W. E. Berry Ltd

W. E. Berry Ltd was a significant producer and printer of film posters based in Bradford, England. The company was set up in 1888 at 13 Currer Street, Bradford, by William Berry. Berry's son William Edward Berry (W. E. Berry) took over in the early 1900s. After a split from his father's business partner, William Edward Berry set up his own business as W. E. Berry Ltd.

During the 1920s, W. E. Berry was introduced to Fred Martin at Paramount and the pair started a business relationship that cemented W. E. Berry's position as one of the leading producers and distributors of film posters.

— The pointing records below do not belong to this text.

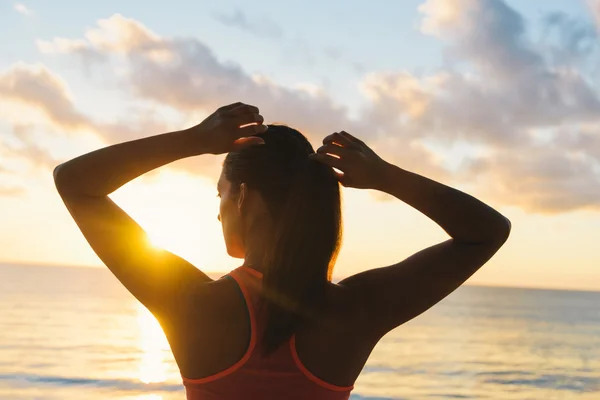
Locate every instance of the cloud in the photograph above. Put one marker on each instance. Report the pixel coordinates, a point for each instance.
(503, 91)
(528, 109)
(258, 26)
(594, 6)
(36, 86)
(22, 9)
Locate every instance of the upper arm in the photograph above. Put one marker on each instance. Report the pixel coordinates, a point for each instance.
(159, 279)
(390, 296)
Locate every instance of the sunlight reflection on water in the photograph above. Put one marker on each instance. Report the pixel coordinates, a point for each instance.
(153, 344)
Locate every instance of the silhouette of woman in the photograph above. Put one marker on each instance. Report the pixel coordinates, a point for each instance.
(276, 327)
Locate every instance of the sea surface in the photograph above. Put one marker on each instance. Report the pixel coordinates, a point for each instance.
(76, 333)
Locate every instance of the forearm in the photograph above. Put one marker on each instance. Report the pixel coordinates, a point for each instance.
(103, 171)
(462, 216)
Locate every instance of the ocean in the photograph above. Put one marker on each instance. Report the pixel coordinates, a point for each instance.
(76, 333)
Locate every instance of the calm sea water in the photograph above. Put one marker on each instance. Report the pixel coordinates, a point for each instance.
(75, 333)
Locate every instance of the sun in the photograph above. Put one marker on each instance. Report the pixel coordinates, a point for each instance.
(157, 241)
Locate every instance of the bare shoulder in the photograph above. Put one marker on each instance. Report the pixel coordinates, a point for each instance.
(214, 318)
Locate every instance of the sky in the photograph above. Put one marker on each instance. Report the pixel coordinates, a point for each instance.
(498, 98)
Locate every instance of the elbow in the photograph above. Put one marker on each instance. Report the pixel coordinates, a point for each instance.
(503, 230)
(61, 182)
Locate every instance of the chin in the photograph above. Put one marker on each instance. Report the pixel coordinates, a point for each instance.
(235, 252)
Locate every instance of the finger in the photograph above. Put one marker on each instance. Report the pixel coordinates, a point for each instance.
(242, 109)
(230, 106)
(247, 141)
(337, 138)
(341, 152)
(252, 130)
(245, 119)
(351, 138)
(329, 160)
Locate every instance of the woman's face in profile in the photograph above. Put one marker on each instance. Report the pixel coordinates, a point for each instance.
(230, 218)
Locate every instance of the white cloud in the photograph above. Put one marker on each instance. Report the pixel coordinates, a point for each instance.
(500, 92)
(594, 6)
(22, 9)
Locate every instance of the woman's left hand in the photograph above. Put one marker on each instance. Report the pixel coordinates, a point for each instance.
(229, 129)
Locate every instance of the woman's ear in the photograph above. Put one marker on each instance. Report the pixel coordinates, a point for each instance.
(242, 197)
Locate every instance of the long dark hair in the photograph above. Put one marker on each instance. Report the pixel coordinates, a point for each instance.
(303, 198)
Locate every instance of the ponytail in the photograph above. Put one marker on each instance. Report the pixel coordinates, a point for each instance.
(303, 197)
(306, 241)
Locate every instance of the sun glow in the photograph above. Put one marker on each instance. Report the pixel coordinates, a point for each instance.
(153, 344)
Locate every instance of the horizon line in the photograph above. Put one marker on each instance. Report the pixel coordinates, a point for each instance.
(335, 278)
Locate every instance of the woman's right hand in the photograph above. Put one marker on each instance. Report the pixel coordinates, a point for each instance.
(361, 167)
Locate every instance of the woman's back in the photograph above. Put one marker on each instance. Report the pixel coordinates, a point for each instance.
(319, 362)
(279, 210)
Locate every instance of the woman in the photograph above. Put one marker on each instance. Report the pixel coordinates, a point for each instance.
(276, 327)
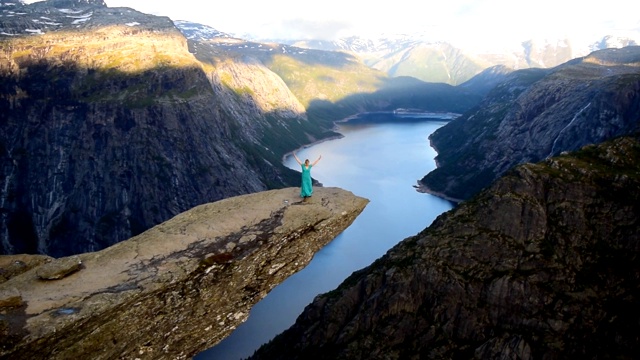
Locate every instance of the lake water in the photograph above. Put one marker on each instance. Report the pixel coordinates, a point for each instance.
(380, 161)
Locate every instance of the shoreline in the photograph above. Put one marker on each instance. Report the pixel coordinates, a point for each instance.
(436, 116)
(421, 188)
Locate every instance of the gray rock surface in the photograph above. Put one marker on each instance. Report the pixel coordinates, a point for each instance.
(177, 288)
(536, 114)
(544, 264)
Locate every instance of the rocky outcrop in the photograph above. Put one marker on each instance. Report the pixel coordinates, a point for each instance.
(536, 114)
(544, 264)
(175, 289)
(109, 126)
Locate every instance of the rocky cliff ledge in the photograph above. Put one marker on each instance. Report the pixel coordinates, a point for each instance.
(544, 264)
(173, 290)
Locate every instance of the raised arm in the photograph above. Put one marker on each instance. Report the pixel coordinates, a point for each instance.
(315, 162)
(298, 160)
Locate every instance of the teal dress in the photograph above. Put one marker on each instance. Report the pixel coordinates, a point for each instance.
(306, 189)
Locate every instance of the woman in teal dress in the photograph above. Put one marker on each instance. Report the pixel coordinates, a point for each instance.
(306, 188)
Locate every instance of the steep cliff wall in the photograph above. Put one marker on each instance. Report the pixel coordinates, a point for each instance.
(536, 114)
(109, 125)
(544, 264)
(174, 290)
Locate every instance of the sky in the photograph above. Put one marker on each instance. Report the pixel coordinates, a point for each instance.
(462, 22)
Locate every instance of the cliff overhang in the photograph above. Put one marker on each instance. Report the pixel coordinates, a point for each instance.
(175, 289)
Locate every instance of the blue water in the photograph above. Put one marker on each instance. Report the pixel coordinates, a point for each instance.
(381, 162)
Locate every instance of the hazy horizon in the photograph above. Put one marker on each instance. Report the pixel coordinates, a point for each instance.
(469, 23)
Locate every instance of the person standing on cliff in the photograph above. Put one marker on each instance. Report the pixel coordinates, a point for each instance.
(306, 188)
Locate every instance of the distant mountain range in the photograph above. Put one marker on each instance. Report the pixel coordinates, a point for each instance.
(411, 55)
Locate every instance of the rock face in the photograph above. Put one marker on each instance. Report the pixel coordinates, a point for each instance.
(177, 288)
(535, 114)
(109, 126)
(544, 264)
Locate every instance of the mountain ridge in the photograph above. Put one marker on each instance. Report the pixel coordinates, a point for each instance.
(534, 114)
(521, 270)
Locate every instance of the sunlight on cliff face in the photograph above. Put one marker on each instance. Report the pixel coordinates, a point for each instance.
(122, 48)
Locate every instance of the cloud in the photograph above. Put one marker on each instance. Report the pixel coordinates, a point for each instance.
(304, 29)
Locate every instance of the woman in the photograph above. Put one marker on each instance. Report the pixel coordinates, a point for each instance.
(306, 189)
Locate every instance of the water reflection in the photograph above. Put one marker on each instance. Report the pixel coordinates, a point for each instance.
(381, 162)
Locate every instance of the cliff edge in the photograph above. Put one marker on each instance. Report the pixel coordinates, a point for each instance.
(173, 290)
(544, 264)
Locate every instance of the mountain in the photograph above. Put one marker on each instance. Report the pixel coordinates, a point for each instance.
(109, 125)
(544, 264)
(439, 61)
(172, 291)
(535, 114)
(112, 121)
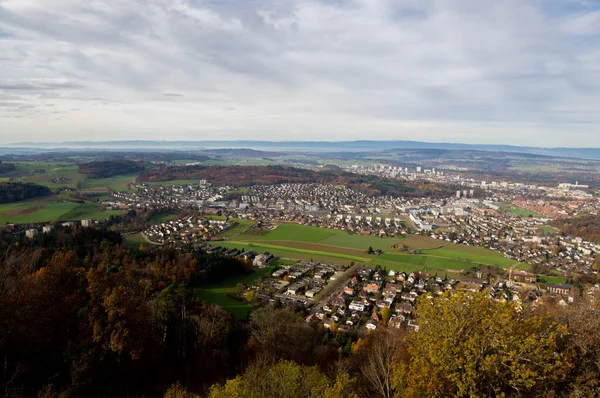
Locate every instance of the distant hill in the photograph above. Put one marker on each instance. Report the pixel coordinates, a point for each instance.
(267, 175)
(6, 167)
(299, 146)
(109, 168)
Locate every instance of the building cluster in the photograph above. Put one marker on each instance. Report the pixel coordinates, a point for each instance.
(187, 231)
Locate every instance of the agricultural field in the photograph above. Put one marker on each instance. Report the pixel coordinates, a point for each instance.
(55, 176)
(298, 242)
(133, 241)
(89, 210)
(34, 211)
(48, 209)
(219, 292)
(163, 217)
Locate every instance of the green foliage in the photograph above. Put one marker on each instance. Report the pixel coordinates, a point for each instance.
(283, 379)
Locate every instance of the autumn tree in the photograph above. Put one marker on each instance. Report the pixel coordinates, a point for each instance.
(283, 379)
(377, 357)
(470, 345)
(281, 334)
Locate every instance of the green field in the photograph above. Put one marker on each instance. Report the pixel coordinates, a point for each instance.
(47, 209)
(302, 242)
(239, 228)
(133, 241)
(219, 292)
(362, 242)
(292, 253)
(54, 208)
(172, 182)
(555, 280)
(89, 210)
(298, 233)
(163, 217)
(521, 212)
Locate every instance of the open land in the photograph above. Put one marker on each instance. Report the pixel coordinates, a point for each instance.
(303, 242)
(219, 293)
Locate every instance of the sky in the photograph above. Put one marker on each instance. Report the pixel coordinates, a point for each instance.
(520, 72)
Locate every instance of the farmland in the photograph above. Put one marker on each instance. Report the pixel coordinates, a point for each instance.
(48, 209)
(219, 293)
(418, 252)
(57, 176)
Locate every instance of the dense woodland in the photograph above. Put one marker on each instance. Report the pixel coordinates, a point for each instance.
(109, 168)
(6, 167)
(253, 175)
(586, 227)
(15, 191)
(80, 315)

Notable litho posters from the company's early period of production were for railway companies and for Bertram Mills Circus. Once the landscape "quad" was established as the standard British size for film posters, W. E. Berry was one of a handful of printers with sizeable market power in this business. The company printed most of Rank's overseas posters and had major contracts for Disney and Colombia.

Some of the films W. E. Berry Ltd produced posters for included The Ten Commandments (1923), Wild Beauty (1946), Oliver Twist (1948), It's Not Cricket (1949), Carry on up the Khyber (1968), The Way of the Dragon (1972), Star Wars (1977), and Flash Gordon (1980).

By the late 1990s, W. E. Berry Ltd was a flourishing business employing around 140 people. However, financial losses in 2000 and 2003 put the company under substantial strain and the company went into administration and ultimately closed in 2004.